Читаем без скачивания Кириньяга. Килиманджаро - Майк Резник
Шрифт:
Интервал:
Закладка:
– Можно с тобой поговорить, мундумугу? – спросил он, опускаясь на корточки рядом со мной.
– Да, Ндеми, ты можешь со мной поговорить, – ответил я.
– Масаи взял себе новую жену, – сообщил он. – И убил собаку Караньи за то, что ее лай раздражал его. – Он помолчал. – И он зовет всех бой, даже старейшин; мне кажется, что это неуважительное обращение.
– Знаю, – сказал я.
– Почему же ты ничего не делаешь? – спросил Ндеми. – Разве ты не всесилен?
– Лишь Нгаи всесилен, – отозвался я. – А я – только мундумугу.
– Но разве мундумугу не могущественнее, чем масаи?
– Большинству людей в деревне так не кажется, – ответил я.
– А! – сказал Ндеми. – Ты сердит на них за то, что они потеряли веру в тебя, и вот поэтому-то не превратил его в насекомое и не растоптал ногой.
– Я не сердит на них, – сказал я. – Я всего лишь расстроен.
– Когда ты его убьешь? – спросил Ндеми.
– Если я его убью, пользы это не принесет, – ответил я.
– Почему?
– Потому что они верят в его могущество, а если он умрет, они просто призовут другого охотника, который превратится в нового Бвану.
– Значит, ты ничего не сделаешь?
– Кое-что я сделаю, – сказал я. – Но убийство Бваны не принесет пользы.
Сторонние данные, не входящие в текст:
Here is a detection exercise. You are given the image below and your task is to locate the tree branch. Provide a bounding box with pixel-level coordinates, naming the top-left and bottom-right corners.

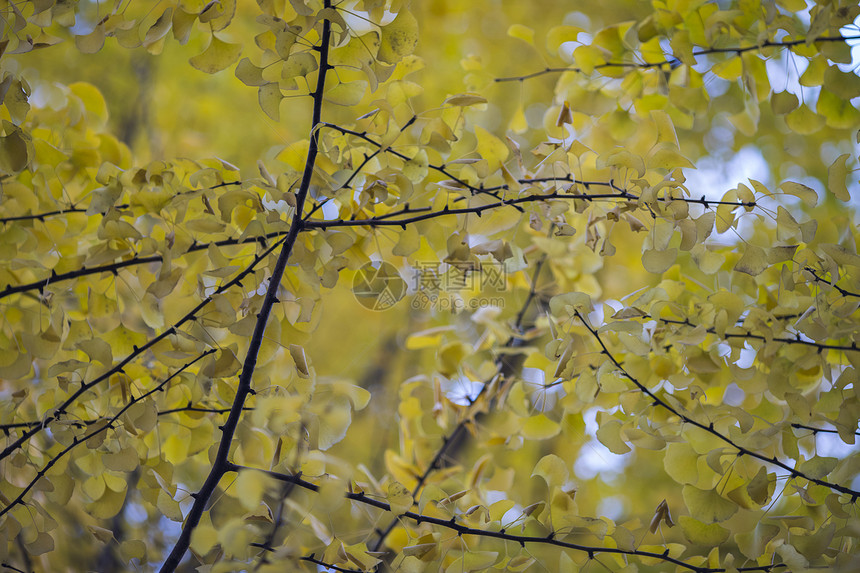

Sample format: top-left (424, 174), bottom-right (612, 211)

top-left (161, 6), bottom-right (331, 573)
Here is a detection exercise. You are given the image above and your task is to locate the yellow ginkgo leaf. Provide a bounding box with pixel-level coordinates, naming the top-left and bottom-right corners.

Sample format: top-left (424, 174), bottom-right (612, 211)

top-left (188, 34), bottom-right (242, 74)
top-left (475, 125), bottom-right (510, 173)
top-left (377, 8), bottom-right (418, 64)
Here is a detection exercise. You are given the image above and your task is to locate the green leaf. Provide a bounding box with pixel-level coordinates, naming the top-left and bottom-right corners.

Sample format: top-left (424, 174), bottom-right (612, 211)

top-left (325, 80), bottom-right (367, 106)
top-left (785, 104), bottom-right (824, 135)
top-left (257, 82), bottom-right (284, 121)
top-left (678, 515), bottom-right (730, 547)
top-left (827, 153), bottom-right (851, 202)
top-left (735, 244), bottom-right (768, 276)
top-left (682, 485), bottom-right (738, 523)
top-left (770, 92), bottom-right (800, 115)
top-left (520, 414), bottom-right (561, 440)
top-left (475, 125), bottom-right (510, 173)
top-left (508, 24), bottom-right (535, 46)
top-left (188, 34), bottom-right (242, 74)
top-left (797, 456), bottom-right (839, 479)
top-left (377, 8), bottom-right (418, 64)
top-left (236, 58), bottom-right (266, 86)
top-left (779, 181), bottom-right (818, 207)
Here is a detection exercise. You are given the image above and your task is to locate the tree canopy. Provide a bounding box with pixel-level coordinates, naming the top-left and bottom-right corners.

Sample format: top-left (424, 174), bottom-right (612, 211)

top-left (0, 0), bottom-right (860, 573)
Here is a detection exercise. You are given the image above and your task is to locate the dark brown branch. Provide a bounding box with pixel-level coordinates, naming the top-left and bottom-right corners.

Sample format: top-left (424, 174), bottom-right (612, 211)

top-left (0, 404), bottom-right (254, 428)
top-left (791, 423), bottom-right (860, 436)
top-left (0, 348), bottom-right (215, 517)
top-left (322, 120), bottom-right (522, 211)
top-left (0, 231), bottom-right (286, 299)
top-left (305, 188), bottom-right (750, 230)
top-left (803, 266), bottom-right (860, 298)
top-left (160, 6), bottom-right (331, 573)
top-left (657, 318), bottom-right (860, 352)
top-left (299, 553), bottom-right (363, 573)
top-left (495, 36), bottom-right (860, 82)
top-left (0, 239), bottom-right (286, 460)
top-left (373, 255), bottom-right (546, 551)
top-left (0, 181), bottom-right (242, 223)
top-left (574, 310), bottom-right (860, 496)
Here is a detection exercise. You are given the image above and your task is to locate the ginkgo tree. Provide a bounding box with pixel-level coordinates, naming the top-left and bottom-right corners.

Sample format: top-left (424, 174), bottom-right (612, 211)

top-left (0, 0), bottom-right (860, 573)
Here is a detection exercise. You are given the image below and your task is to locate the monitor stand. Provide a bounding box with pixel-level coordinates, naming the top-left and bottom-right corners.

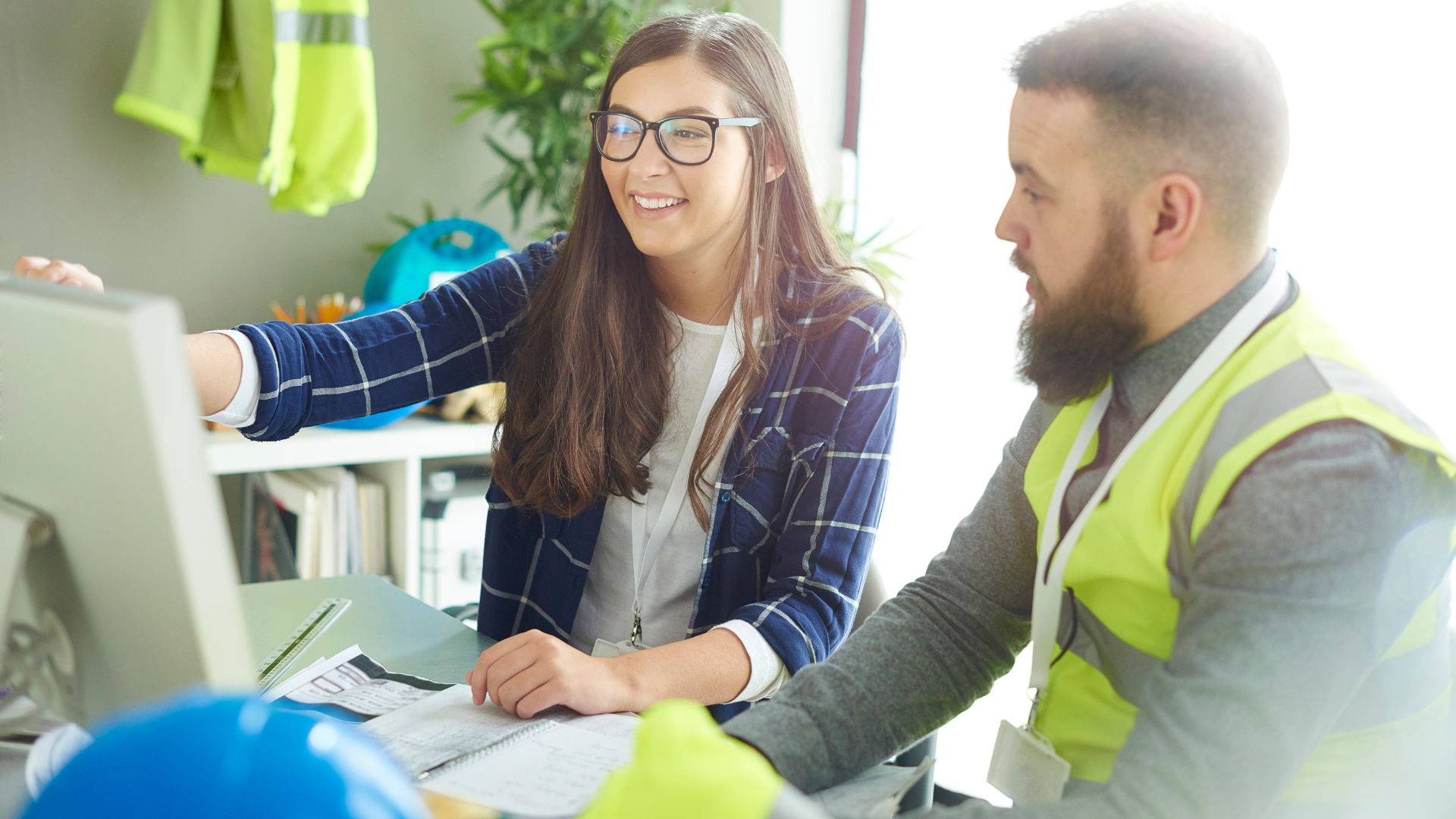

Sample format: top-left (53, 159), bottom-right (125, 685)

top-left (0, 494), bottom-right (76, 726)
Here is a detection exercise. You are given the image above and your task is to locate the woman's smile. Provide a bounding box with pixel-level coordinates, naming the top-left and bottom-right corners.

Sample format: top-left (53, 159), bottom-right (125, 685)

top-left (628, 193), bottom-right (687, 220)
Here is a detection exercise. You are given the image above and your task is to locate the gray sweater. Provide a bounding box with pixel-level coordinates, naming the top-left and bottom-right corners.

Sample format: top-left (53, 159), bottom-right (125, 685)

top-left (723, 253), bottom-right (1456, 819)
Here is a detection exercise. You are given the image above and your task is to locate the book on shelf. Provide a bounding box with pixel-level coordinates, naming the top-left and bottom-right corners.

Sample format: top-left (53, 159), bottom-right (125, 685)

top-left (237, 474), bottom-right (299, 583)
top-left (266, 466), bottom-right (389, 579)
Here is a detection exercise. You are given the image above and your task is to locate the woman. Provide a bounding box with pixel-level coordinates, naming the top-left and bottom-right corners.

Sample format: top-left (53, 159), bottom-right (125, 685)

top-left (22, 11), bottom-right (900, 720)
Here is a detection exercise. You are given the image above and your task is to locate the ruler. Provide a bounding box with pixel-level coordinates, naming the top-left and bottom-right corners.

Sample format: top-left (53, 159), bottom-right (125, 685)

top-left (258, 598), bottom-right (353, 691)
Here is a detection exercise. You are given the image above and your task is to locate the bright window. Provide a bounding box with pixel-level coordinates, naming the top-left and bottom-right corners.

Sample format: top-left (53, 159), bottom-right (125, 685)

top-left (859, 0), bottom-right (1456, 805)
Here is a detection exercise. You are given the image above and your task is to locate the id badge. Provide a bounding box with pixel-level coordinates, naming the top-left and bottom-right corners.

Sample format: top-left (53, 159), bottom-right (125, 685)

top-left (986, 720), bottom-right (1072, 806)
top-left (592, 637), bottom-right (641, 657)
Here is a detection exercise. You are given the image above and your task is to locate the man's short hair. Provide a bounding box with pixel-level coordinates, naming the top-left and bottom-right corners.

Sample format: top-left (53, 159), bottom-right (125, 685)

top-left (1012, 3), bottom-right (1288, 240)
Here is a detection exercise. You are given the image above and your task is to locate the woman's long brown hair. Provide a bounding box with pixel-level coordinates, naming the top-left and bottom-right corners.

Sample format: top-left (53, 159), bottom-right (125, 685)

top-left (494, 11), bottom-right (878, 529)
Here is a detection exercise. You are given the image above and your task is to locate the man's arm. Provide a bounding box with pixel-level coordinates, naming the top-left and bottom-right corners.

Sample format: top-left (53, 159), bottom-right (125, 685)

top-left (930, 421), bottom-right (1456, 819)
top-left (723, 400), bottom-right (1046, 791)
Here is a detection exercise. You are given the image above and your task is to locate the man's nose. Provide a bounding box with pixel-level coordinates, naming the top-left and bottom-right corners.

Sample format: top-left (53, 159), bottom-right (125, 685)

top-left (996, 199), bottom-right (1031, 248)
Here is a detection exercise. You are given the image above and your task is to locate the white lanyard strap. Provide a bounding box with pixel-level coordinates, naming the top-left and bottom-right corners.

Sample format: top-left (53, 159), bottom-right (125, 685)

top-left (630, 306), bottom-right (742, 648)
top-left (1028, 256), bottom-right (1288, 693)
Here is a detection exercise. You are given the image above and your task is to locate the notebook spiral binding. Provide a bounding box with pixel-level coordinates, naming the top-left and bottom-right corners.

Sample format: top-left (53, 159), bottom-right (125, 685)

top-left (415, 720), bottom-right (556, 783)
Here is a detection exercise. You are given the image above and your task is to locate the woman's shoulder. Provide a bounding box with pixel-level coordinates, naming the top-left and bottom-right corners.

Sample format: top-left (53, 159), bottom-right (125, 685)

top-left (785, 272), bottom-right (902, 357)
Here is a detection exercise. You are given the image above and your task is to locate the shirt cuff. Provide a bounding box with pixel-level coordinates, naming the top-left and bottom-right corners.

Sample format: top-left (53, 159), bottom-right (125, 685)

top-left (709, 620), bottom-right (789, 702)
top-left (202, 329), bottom-right (262, 428)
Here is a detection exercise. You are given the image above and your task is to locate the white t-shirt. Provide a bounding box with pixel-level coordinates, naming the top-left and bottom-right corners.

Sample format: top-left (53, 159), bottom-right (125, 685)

top-left (571, 313), bottom-right (788, 699)
top-left (207, 307), bottom-right (789, 701)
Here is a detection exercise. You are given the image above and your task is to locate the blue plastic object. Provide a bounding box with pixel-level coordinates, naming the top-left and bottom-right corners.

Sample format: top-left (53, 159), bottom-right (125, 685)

top-left (322, 218), bottom-right (511, 430)
top-left (364, 218), bottom-right (511, 307)
top-left (25, 694), bottom-right (428, 819)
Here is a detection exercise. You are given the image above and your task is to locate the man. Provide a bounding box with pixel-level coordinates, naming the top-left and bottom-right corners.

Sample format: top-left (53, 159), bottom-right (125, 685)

top-left (588, 5), bottom-right (1456, 819)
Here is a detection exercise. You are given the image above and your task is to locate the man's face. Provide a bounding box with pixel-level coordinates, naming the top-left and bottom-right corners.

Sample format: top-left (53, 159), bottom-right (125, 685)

top-left (996, 90), bottom-right (1102, 306)
top-left (996, 90), bottom-right (1146, 403)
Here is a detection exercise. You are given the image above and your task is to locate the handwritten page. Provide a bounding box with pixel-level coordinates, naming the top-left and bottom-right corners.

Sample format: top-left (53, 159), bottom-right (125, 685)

top-left (264, 645), bottom-right (450, 723)
top-left (359, 685), bottom-right (530, 775)
top-left (422, 723), bottom-right (632, 817)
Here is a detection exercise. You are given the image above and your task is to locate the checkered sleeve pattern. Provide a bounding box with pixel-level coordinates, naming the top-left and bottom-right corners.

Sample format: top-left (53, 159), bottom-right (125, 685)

top-left (695, 298), bottom-right (901, 672)
top-left (237, 234), bottom-right (562, 440)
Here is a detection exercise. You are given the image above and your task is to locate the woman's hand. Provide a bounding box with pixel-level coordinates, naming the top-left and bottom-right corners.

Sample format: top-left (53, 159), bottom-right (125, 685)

top-left (464, 628), bottom-right (753, 717)
top-left (14, 256), bottom-right (106, 293)
top-left (466, 629), bottom-right (646, 718)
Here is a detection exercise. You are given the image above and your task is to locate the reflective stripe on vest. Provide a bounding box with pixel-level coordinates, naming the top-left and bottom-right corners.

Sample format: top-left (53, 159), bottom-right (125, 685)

top-left (1027, 278), bottom-right (1456, 802)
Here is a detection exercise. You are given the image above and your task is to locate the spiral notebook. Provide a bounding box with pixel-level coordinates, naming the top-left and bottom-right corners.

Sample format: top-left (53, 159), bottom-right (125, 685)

top-left (364, 685), bottom-right (639, 817)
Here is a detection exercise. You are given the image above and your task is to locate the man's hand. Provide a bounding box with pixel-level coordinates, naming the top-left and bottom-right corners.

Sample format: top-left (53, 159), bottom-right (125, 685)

top-left (466, 629), bottom-right (639, 718)
top-left (14, 256), bottom-right (105, 293)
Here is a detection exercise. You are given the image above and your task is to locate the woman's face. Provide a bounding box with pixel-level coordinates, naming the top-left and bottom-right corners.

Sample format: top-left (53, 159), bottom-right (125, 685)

top-left (598, 57), bottom-right (776, 264)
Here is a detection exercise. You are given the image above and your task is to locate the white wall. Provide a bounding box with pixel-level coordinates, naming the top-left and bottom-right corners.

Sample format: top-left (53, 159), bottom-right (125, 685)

top-left (0, 0), bottom-right (530, 331)
top-left (779, 0), bottom-right (849, 202)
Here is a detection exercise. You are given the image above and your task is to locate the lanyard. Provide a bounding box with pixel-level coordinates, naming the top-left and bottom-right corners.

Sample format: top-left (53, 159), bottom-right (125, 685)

top-left (629, 305), bottom-right (742, 648)
top-left (1027, 256), bottom-right (1288, 711)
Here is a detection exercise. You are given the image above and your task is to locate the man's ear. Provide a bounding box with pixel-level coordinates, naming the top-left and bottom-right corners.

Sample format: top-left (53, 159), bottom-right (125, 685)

top-left (1140, 172), bottom-right (1206, 262)
top-left (763, 136), bottom-right (789, 185)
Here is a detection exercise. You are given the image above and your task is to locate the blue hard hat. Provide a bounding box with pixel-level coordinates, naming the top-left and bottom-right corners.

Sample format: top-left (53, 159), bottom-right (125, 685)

top-left (25, 694), bottom-right (428, 819)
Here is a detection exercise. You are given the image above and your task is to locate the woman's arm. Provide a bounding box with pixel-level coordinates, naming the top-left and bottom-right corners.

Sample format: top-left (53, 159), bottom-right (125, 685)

top-left (466, 628), bottom-right (748, 718)
top-left (237, 236), bottom-right (559, 440)
top-left (184, 332), bottom-right (243, 416)
top-left (14, 256), bottom-right (243, 416)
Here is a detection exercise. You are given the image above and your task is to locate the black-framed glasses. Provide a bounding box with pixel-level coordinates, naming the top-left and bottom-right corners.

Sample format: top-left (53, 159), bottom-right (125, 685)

top-left (590, 111), bottom-right (763, 165)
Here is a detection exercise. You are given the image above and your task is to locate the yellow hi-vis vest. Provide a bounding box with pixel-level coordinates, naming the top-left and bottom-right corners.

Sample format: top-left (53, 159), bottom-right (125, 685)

top-left (1025, 284), bottom-right (1456, 803)
top-left (114, 0), bottom-right (377, 215)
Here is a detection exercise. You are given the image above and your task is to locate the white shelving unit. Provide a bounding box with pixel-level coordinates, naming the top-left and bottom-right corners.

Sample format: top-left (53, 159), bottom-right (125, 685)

top-left (206, 416), bottom-right (495, 598)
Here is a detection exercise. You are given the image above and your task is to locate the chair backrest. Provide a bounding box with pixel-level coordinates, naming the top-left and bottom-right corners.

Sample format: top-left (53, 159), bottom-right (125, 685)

top-left (850, 558), bottom-right (885, 632)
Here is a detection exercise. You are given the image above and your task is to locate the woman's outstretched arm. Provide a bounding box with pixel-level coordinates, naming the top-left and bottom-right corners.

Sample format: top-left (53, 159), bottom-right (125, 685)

top-left (466, 628), bottom-right (750, 718)
top-left (14, 256), bottom-right (243, 416)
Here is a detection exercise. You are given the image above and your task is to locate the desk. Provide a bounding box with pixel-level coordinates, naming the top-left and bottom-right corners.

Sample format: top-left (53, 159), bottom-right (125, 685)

top-left (242, 574), bottom-right (495, 682)
top-left (0, 574), bottom-right (495, 819)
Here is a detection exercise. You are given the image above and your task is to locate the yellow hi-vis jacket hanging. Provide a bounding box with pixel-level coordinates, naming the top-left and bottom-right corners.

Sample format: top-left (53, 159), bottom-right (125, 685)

top-left (1025, 268), bottom-right (1456, 803)
top-left (114, 0), bottom-right (375, 215)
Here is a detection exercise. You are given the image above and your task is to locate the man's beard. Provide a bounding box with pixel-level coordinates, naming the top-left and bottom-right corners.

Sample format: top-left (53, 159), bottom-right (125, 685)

top-left (1010, 213), bottom-right (1147, 403)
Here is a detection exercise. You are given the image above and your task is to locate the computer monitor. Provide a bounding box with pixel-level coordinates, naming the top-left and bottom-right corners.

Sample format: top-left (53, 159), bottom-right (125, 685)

top-left (0, 274), bottom-right (255, 724)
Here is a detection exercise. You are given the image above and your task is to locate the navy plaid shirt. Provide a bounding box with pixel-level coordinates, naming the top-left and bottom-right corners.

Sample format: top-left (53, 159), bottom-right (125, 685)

top-left (237, 234), bottom-right (901, 718)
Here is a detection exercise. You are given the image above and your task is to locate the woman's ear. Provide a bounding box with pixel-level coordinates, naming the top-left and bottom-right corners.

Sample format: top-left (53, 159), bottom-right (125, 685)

top-left (763, 137), bottom-right (789, 185)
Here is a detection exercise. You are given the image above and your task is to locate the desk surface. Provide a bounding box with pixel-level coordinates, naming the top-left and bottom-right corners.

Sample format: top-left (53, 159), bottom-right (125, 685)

top-left (0, 574), bottom-right (494, 817)
top-left (242, 574), bottom-right (494, 682)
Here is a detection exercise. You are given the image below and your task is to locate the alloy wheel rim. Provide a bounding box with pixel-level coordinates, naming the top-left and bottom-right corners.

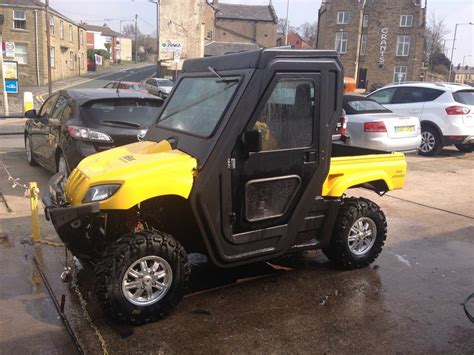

Он должен быть унижен прилюдно, чтобы они увидели, что он не мундумугу, которого надлежит слушать и повиноваться ему.
– И как ты это устроишь? – сердито проворчал Ндеми.
– Я пока не знаю, – сказал я. – Я должен получше его изучить.
– А я полагал, ты уже все знаешь.
Я усмехнулся.
– Мундумугу не знает всего, но ему это и не требуется.
– Да?
– Ему просто надо знать больше, чем известно его народу.
– Ты ведь уже знаешь больше, чем Коиннаге и остальные.
– Я должен увериться, что знаю больше, чем масаи, и только потом начать действовать, – сказал я. – Можно представлять себе, какой крупный и сильный зверь леопард, как он стремителен и хитер, но, пока не изучишь его поближе, не поймешь, как и с какой стороны он прыгает, не узнаешь, как он пробует ветер и машет хвостом перед самой атакой, ты будешь в менее выгодном положении, когда будешь охотиться. Я стар и не могу одолеть масаи в рукопашном бою, а значит, мне нужно его изучить и узнать его слабости.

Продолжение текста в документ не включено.